Lugging a Baseball Bat Through the Blackout of 2003
Everyone else was outside, too, the way it must have been before air conditioners and cable television—on stoops and in folding chairs, flooding the sidewalks and streets and corner stores. We went down to the pier in Bay Ridge and it was SRO. We wedged through the crowds, glad-handed, and bemoaned the peace, our neighbors’ good behavior. It was like I’d brought out the bat for nothing. (Though it did eventually make it into the title of Brian Bonz’s song “Flashlights and Baseball Bats,” which is something.)
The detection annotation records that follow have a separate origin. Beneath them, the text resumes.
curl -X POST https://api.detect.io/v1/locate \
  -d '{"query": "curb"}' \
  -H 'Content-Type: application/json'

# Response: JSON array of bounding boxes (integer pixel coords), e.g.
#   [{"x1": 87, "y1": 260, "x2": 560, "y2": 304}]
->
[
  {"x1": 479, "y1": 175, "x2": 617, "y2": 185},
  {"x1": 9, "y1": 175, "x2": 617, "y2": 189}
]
We lugged it back to 65th Street and sat across the street from the police precinct on a low concrete ledge, drinking beers in full view of the constabulary. They had bigger things to worry about. Or did they? Cop cars cut turns off Fourth Avenue; others zoomed off the street, sirens flashing. Not everyone, I guess, was calmly sipping cans of beer with friends, discussing the implicit Communist sympathies of Finding Nemo. But most of us did just fine, filing the night away as a classic New York story, even if it wasn’t the New York we had heard about and were expecting—more 1965 than 1977.
At the time, I owned a buttonmaker, and the next day I made a simple white button that read BLACKOUT 2003. I wore it during my next shift at the store, and one of the customers laughed. “That was quick,” he said. Nostalgia always is.